Lamb Birria Tacos
Cooking time: 5 hrs
Serves: 4-6
Ingredients
-4 Lamb shanks.
-2 Onions, Diced.
-6 Garlic cloves, Sliced.
-30g Tomato paste.
-1 Cinnamon sticks.
-3g Coriander seeds.
-2g Black-peppercorns.
-2 Bay leaves.
-2 Chile ancho.
-6 Chile chipotle.
-2.5kg Beef stock.
-15 Corn tortilla.
-300g shredded mozzarella or queso.
Method
- In a large Stock pot, caramelise your lamb shanks until golden brown all over, then remove from the pan. In that same pan, add your onions and caramelised until translucent and brown.

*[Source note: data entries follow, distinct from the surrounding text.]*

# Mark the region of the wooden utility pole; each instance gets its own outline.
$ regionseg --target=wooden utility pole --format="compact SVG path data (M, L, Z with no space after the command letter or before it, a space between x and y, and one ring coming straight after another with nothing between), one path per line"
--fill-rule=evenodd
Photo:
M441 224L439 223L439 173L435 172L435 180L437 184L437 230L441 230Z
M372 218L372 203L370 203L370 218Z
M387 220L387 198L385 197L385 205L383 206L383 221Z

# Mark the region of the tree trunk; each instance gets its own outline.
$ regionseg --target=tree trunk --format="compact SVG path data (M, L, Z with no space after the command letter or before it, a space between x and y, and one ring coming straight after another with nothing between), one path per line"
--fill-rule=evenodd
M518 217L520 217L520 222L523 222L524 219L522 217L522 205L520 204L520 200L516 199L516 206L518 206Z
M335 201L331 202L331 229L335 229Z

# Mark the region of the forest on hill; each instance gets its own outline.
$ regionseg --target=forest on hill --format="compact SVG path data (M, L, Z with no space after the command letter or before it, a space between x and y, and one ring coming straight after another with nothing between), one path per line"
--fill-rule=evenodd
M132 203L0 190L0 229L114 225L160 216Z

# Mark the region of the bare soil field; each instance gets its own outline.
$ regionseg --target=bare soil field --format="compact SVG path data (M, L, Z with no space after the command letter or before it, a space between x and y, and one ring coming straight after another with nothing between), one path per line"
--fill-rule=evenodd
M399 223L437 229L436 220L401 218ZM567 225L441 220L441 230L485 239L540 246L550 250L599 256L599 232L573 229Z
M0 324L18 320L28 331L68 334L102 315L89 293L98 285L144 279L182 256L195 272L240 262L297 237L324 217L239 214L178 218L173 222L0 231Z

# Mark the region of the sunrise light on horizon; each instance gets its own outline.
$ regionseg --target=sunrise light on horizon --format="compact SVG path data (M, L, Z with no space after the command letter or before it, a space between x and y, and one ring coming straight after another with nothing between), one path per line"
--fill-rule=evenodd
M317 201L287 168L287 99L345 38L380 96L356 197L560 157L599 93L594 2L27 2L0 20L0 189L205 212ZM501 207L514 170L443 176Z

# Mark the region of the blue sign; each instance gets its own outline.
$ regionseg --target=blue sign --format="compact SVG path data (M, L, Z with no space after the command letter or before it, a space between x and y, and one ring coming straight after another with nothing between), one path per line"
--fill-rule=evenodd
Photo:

- Then add your herbs and spices followed by the tomato paste. Cook this out for at least five minutes.
- Finally, add your sliced garlic. Sauté this for two minutes, then add your beef stock and dried chilies. Place your lamb back into the pot and bring to 95°C or just under a Boil.
- Place the lid on and braise in the oven at 120°C for at least three hours.
- Remove the shanks and blend the remaining mixture together using a hand blender. Add back the lamb shanks and continue to braise for another hour.
- At this stage, take your lamb pot out of the oven, Shred the meat and set aside. Dunk your taco shell in the sauce, then fill with the shredded lamb & cheese. Caramelise in a hot, well oiled pan each side.
- Serve with a little of the liquor and enjoy.